I got two and a half pounds of pear chunks. I measured out 3 3/4 cups of sugar and mixed in 4 tablespoons of the Instant Clearjel and a heaping teaspoonful of cinnamon. Put the pears in my jelly-making pot (i.e. old, thick bottomed pot) then poured the sugar / Instant Clearjel mixture on top & turned on the heat. When the pears started to heat up, I took the potato masher to it and smooshed it up a bit & stirred the sugar around. It didn't take long for it to jam up. You don't have to boil jam when you use Instant Clearjel so as soon as everything is mixed up evenly, you can turn off the heat.
I put the hot jam into jars clean/sterilized jars and processed them in a water bath canner for 20 minutes. I just now heard the first "ping" of my jars! Oooo! There goes the other one!!
I'm not exactly sure how the processed jam turned out if the extra heat degraded the jelling of the Instant Clearjel or not. When I open one up I'll let you all know. The leftovers that didn't fit into the jars was slathered on a piece of toast and immediately consumed by Rhiannon and I and the rest was crammed into Hillbilly Tupperware (i.e., used yogurt cup with lid) for later, or not-so-later use.

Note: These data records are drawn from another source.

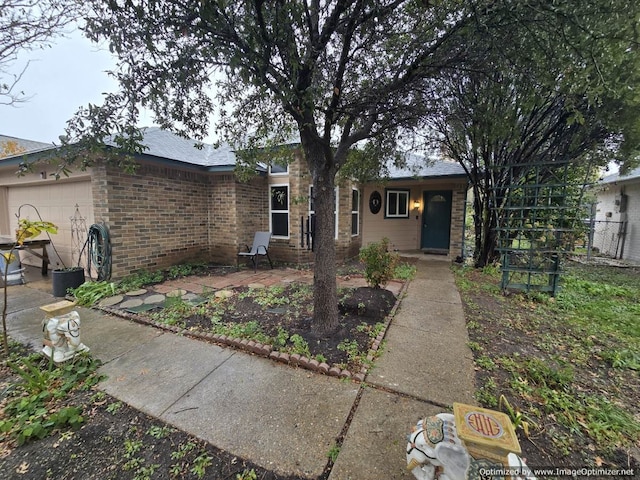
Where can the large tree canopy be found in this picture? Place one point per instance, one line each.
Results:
(563, 88)
(334, 72)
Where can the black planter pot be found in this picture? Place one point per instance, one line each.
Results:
(65, 279)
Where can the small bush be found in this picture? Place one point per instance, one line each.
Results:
(379, 263)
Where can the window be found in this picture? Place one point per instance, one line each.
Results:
(312, 210)
(355, 212)
(279, 210)
(278, 169)
(397, 204)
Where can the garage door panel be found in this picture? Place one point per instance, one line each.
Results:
(56, 202)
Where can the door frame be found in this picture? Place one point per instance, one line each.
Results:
(425, 193)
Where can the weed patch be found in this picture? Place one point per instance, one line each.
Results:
(567, 365)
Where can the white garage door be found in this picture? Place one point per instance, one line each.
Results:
(56, 202)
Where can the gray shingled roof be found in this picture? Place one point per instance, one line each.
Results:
(27, 145)
(164, 144)
(420, 167)
(616, 177)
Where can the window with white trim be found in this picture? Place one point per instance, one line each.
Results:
(279, 210)
(397, 204)
(312, 210)
(355, 212)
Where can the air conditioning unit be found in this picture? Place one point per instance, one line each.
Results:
(621, 203)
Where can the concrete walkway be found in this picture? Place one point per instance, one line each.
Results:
(282, 418)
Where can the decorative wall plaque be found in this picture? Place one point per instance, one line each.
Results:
(375, 202)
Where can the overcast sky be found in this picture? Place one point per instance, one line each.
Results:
(59, 79)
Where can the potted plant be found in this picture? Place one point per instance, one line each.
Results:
(26, 229)
(65, 278)
(62, 279)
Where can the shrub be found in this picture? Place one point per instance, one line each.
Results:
(379, 263)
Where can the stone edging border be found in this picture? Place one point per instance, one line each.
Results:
(267, 351)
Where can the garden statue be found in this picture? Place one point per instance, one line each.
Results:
(62, 337)
(437, 450)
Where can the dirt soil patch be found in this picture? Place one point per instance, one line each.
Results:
(116, 441)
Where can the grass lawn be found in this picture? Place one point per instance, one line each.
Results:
(565, 369)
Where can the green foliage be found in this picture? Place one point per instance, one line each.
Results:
(28, 229)
(37, 405)
(333, 452)
(140, 279)
(159, 432)
(404, 271)
(578, 346)
(487, 393)
(247, 475)
(372, 330)
(114, 407)
(299, 345)
(200, 465)
(90, 293)
(267, 297)
(379, 263)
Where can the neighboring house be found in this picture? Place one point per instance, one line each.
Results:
(184, 203)
(617, 220)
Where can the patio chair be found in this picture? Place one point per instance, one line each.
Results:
(260, 247)
(15, 273)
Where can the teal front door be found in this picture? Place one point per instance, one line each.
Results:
(436, 220)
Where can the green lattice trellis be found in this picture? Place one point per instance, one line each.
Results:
(537, 211)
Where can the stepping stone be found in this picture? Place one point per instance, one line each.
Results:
(136, 293)
(134, 302)
(277, 310)
(177, 293)
(111, 301)
(154, 299)
(143, 308)
(223, 294)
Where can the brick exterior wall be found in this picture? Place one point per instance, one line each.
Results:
(289, 250)
(163, 216)
(156, 218)
(458, 203)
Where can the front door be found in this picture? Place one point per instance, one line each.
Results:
(436, 220)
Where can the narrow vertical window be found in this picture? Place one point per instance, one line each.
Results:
(279, 210)
(355, 212)
(397, 204)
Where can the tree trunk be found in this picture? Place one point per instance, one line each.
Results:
(325, 295)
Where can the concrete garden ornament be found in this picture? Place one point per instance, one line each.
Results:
(62, 337)
(472, 444)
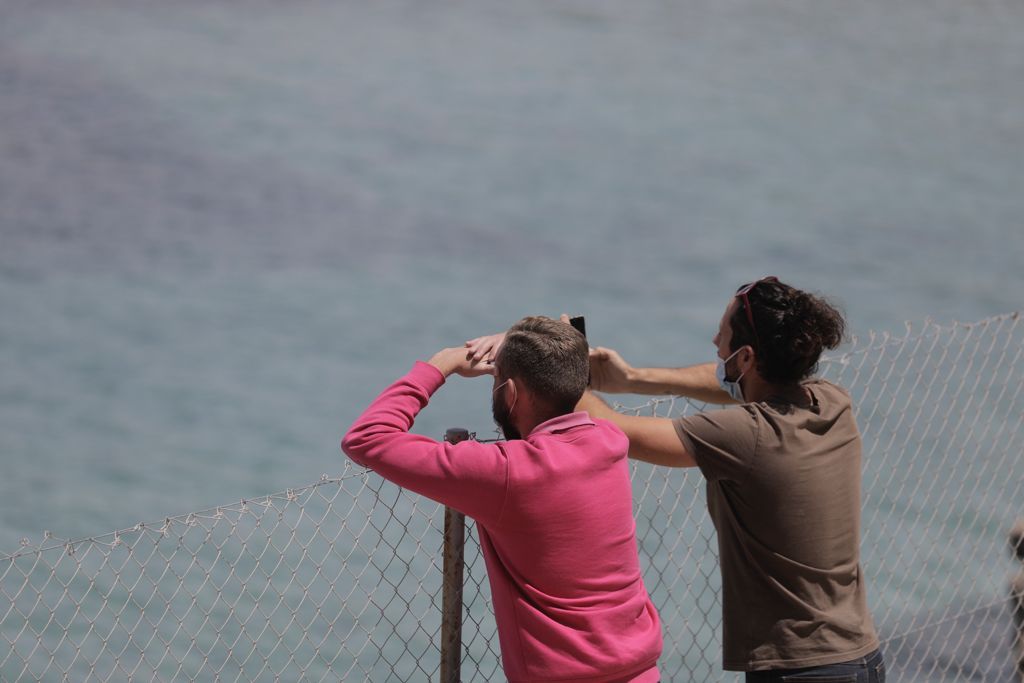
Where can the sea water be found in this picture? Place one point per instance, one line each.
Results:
(225, 226)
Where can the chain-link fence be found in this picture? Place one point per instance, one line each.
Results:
(341, 580)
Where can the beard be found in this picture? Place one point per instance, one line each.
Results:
(503, 416)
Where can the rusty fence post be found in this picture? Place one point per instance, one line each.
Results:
(455, 544)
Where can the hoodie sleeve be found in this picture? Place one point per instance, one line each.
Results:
(471, 477)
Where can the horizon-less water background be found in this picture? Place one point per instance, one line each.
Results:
(224, 226)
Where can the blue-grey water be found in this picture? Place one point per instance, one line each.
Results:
(225, 225)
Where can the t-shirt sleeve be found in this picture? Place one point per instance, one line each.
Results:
(723, 442)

So why would one want to use Instant Clearjel instead of Pectin? Honestly, I'm not sure. For one, the Instant Clearjel is a bit more expensive per pound ($4.49 per lb. vs. $3.99 per lb. for pectin) and I used about as much of the Instant Clearjel as I would have used pectin so there's no cost savings there.
And according to the website where I buy some of my bulk foods (www.nuts.com), Instant Clearjel has a shelf life of six months whereas pectin has a year long shelf life. So not so good on the storage aspect either.
The Instant Clearjel also cannot just be "dumped" into a recipe; it has to be mixed in with other dry ingredients so it doesn't clump up as soon as it hits the liquid portion of your recipe.
But you can use Instant Clearjel for other things like gravies and cold items whereas a cornstarch or tapioca needs to be heated to thicken up. Can't so much do that with your box of pectin, so Instant Clearjel gets a gold star for being a multi-purpose product.
And if you're a really impatient kind'a person, the jam or jelly cooking time is decreased as you don't have to get it to a boiling point before it starts to jel up. And if you're not going to can your jams/jellies, you can just spread that gooey goodness right on your toast and shove the rest in the fridge. Or in your maw.